I forgot to mention this in my last posting. Instead of the command:

printf "mv \"%s\" \"%s\"\n" "$path" "$newpath"

in the script in my last posting, I could have just used:

mv "$path" "$newpath"

but if there are enough files in one of the directories being processed it would be possible to end up unintentionally renaming one or more of the renamed files (possibly even creating an infinite loop of mv commands). This isn't likely since we're renaming files rather than creating additional files, but the standards don't guarantee that a file will be found at all nor that a file will only be found once if a directory is being changed while the find utility is processing that directory. Using the two step process given in my script avoids this possible complication.

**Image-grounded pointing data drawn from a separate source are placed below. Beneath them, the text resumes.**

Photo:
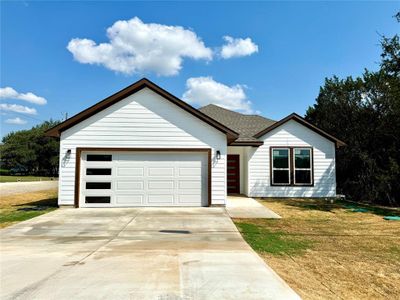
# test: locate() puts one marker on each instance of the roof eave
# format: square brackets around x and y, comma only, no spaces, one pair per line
[247,143]
[133,88]
[302,121]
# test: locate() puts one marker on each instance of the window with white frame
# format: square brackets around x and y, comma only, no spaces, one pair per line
[291,166]
[280,166]
[302,166]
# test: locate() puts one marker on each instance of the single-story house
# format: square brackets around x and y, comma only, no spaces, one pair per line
[145,147]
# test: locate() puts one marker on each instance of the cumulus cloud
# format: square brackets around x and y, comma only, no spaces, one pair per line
[236,47]
[10,93]
[205,90]
[18,108]
[137,47]
[16,121]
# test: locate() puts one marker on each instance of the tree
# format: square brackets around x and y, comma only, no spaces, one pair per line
[365,113]
[31,150]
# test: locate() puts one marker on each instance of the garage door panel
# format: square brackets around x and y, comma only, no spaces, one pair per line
[157,171]
[195,198]
[147,179]
[186,171]
[160,199]
[160,184]
[188,184]
[130,171]
[130,199]
[129,185]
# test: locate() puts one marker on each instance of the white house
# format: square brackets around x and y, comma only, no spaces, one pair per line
[145,147]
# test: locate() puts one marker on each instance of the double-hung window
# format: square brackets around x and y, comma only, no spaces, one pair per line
[281,166]
[291,166]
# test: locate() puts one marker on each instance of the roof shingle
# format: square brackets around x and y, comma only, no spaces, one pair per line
[246,125]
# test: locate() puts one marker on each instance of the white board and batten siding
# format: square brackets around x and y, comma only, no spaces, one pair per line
[292,134]
[142,120]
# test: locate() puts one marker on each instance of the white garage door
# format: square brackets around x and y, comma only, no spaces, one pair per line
[121,179]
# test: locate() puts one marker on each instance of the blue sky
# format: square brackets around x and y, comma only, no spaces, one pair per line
[298,45]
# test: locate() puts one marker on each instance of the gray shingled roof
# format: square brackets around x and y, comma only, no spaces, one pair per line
[246,125]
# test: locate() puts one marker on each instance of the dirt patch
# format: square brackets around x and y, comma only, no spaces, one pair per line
[354,255]
[20,207]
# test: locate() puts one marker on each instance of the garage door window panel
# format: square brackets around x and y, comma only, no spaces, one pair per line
[99,157]
[98,171]
[98,185]
[98,199]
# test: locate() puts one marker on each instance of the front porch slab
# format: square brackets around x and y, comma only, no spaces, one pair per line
[248,208]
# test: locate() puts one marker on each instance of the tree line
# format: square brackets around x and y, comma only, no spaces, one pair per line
[364,112]
[30,152]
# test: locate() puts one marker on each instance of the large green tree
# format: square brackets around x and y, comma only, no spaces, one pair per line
[31,150]
[365,113]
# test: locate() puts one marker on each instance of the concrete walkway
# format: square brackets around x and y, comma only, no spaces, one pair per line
[148,253]
[11,188]
[243,207]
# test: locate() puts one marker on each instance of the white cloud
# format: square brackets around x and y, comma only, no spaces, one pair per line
[10,93]
[16,121]
[205,90]
[137,47]
[238,47]
[18,108]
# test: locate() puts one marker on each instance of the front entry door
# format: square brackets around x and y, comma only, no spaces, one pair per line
[233,174]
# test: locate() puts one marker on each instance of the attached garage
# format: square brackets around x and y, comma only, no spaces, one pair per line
[143,177]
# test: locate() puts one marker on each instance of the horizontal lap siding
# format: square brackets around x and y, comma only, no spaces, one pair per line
[293,134]
[142,120]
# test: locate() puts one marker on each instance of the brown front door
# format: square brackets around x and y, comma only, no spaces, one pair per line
[233,174]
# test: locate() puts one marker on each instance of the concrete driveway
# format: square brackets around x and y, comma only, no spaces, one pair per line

in my first question, file_id extraction from file_name, if i need to extract file_ids in a range like January 26 2012 to today? How do I specify it?

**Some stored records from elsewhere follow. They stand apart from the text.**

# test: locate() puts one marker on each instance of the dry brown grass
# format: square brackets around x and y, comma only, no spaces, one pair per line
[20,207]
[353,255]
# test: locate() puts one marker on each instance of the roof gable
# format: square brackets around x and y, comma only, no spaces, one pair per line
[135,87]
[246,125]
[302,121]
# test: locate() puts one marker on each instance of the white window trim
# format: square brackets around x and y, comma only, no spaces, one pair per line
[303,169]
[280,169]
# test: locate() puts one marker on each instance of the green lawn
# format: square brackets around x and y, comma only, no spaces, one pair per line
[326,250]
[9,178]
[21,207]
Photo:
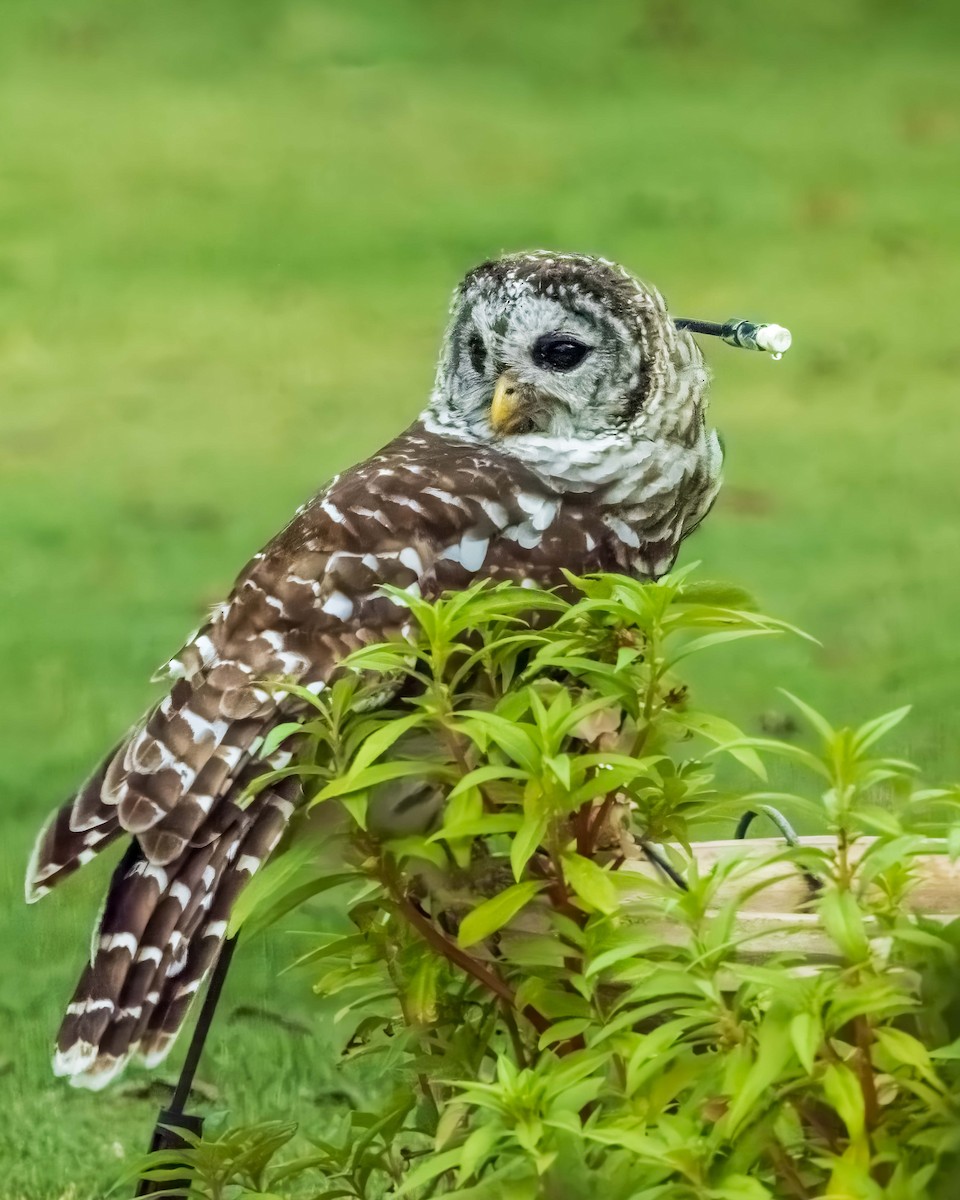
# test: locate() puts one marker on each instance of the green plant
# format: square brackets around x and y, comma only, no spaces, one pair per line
[550,1019]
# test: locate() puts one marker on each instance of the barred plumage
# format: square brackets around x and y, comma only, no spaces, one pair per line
[525,462]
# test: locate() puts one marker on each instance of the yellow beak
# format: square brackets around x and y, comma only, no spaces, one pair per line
[505,402]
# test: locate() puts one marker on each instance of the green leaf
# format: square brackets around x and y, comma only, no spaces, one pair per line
[592,885]
[709,640]
[843,1091]
[383,773]
[528,837]
[843,921]
[807,1035]
[429,1169]
[904,1048]
[816,720]
[379,742]
[563,1031]
[279,735]
[513,738]
[477,1150]
[724,735]
[873,731]
[496,912]
[421,993]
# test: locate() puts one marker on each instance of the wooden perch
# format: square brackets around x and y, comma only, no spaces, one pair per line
[773,918]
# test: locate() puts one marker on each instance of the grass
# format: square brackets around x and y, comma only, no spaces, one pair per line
[227,235]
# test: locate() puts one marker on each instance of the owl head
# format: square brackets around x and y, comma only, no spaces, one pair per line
[546,349]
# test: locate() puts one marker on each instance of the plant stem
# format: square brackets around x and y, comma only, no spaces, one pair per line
[450,951]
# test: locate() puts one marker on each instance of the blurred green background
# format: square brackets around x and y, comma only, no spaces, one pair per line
[228,232]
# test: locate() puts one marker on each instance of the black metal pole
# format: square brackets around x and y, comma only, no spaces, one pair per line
[173,1121]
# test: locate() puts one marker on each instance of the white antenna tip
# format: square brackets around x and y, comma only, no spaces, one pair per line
[774,339]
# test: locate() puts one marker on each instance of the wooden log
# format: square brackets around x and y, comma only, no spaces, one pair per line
[773,918]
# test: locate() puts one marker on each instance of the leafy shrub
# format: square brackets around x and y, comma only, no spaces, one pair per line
[547,1018]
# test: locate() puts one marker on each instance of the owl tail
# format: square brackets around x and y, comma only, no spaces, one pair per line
[175,784]
[157,939]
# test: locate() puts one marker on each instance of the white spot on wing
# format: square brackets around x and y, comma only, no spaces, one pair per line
[339,605]
[473,551]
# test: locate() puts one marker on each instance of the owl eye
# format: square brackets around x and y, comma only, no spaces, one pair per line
[478,352]
[559,352]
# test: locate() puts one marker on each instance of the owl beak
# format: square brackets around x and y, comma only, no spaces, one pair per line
[507,403]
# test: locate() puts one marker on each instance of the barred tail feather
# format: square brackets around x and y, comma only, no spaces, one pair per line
[61,847]
[159,937]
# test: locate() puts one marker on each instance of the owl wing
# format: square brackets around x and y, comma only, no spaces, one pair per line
[426,514]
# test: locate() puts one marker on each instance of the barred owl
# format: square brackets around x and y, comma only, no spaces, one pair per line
[565,430]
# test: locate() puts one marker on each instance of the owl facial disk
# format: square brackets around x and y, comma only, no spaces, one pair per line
[546,349]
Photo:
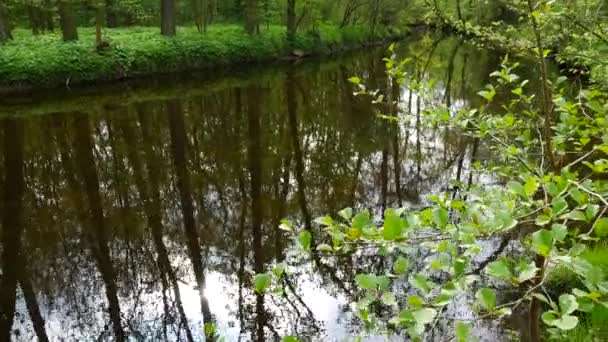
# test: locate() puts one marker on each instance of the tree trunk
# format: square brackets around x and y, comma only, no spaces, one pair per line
[251,16]
[12,222]
[67,21]
[111,17]
[84,153]
[98,20]
[32,13]
[33,307]
[48,16]
[459,10]
[179,152]
[197,13]
[167,14]
[291,21]
[5,27]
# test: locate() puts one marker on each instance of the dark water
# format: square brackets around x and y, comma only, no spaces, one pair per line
[141,208]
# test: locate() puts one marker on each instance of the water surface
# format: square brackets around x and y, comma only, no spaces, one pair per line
[143,209]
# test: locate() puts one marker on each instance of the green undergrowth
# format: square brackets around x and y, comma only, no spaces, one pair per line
[593,325]
[562,279]
[46,60]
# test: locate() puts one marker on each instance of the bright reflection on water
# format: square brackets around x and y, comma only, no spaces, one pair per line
[125,200]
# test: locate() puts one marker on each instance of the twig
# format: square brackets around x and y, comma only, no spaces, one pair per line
[595,194]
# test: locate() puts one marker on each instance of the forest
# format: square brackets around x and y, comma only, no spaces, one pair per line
[304,170]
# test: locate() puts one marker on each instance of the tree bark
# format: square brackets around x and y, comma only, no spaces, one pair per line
[5,27]
[86,160]
[67,21]
[167,14]
[179,152]
[111,17]
[251,16]
[32,306]
[12,222]
[291,21]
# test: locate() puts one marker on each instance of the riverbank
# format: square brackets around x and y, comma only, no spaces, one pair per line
[45,61]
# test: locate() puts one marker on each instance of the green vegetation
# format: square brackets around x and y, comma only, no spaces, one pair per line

---------- Post updated at 04:44 PM ---------- Previous update was at 04:40 PM ----------

 
!/bin/ksh
printf "file_id,file_name\n"
find 2[0-9][0-9][0-9] -name 'sasmm_fsbc_durds_id000[0-9]*_t?*.dat.trnsfr.gz' | while read path
do
        file=$(basename "$path" .trnsfr.gz)
        id=${file#sasmm_fsbc_durds_id000}
        id=${id%%_t*}
        printf "%s,%s\n" "$id" "$file"
done

I tested this solution , its working absolutely fine for file_id extraction..Thanks a lot Don..! In case , I want to extract file_id and file_name combination in a CSV file for a given date range ; for example Jan 26 2012 to today? Where do I need to make change and what would be the change?

Thanks..!

The current script selects all directories for years 2000 through 2999 (this comes from the 2[0-9][0-9][0-9] to select those directories in the find command). So for January 26-31, 2012 you need 2012/01/2[6-9] and 2012/01/3[01] and for February 1, 2012 through today you can use 2012/0[2-9]. So replacing:

find 2[0-9][0-9][0-9] -name 'sasmm_fsbc_durds_id000[0-9]*_t?*.dat.trnsfr.gz' | while read path

in my script with:

find 2012/01/2[6-9] 2012/01/3[01] 2012/0[2-9] -name 'sasmm_fsbc_durds_id000[0-9]*_t?*.dat.trnsfr.gz' | while read path

will give you that restricted range.

In a few folders, the files are saved with file names as given below [ends with .dat] , in this case I do not need to cut off .trnsfr.gz and also I want to extract FILE_IDs from these files along with other files whose extension end with .dat.trnsfr.gz

There is a possibility of finding files that ends with following extentions, I want to extract file_id and file_name as you provided in your previous post.

1. .dat.trnsfr.gz
2. .dat
3. .aud.trnsfr
4. .aud.trnsfr.gz

I do not want to consider files that ends with [FONT=r_ansi][SIZE=2].aud.trnsfr.gz and aud.trnsfr, but I want to extract file_id and file_names from the files whose file names end with .dat.trnsfr.gz and .dat

In case of files end with .dat, i do not want to cut of its tail end since it has the file name that I required. But in case files that end with .dat.trnsfr.gz , i need to cut off .trnsfr.gz

The format will be as given in the above post.
[/SIZE][/FONT]
in 2012->04 ->08 folder contains files like this

 
sasmm_fsbc_durds_id00016763_t20120408230850.aud.trnsfr.gz
sasmm_fsbc_durds_id00016763_t20120408230850.dat.trnsfr.gz

but in 2012->04->01 folder contains files like this

 
sasmm_fsbc_durds_id00016596_t20120401231148.aud.trnsfr
sasmm_fsbc_durds_id00016596_t20120401231148.dat

sasmm_fsbc_durds_id00016573_t20120401000754.dat

can you please help me out? can you give end date as 20 sept 2012 and restrics data within the range of Jan 26 2012 to Sept 20 , 2012 as well?

Thanks...

So, if you change the same line I told you to change last time from:

find 2012/01/2[6-9] 2012/01/3[01] 2012/0[2-9] -name 'sasmm_fsbc_durds_id000[0-9]*_t?*.dat.trnsfr.gz' | while read path

to:

find 2012/01/2[6-9] 2012/01/3[01] 2012/0[2-8] 2012/09/[01][0-9] 2012/09/20 -name 'sasmm_fsbc_durds_id000[0-9]*_t?*.dat*' | while read path

it should do what you want. I would have expected that you'd be able to make a simple change like this yourself given the suggestions you've seen in past posts on this thread.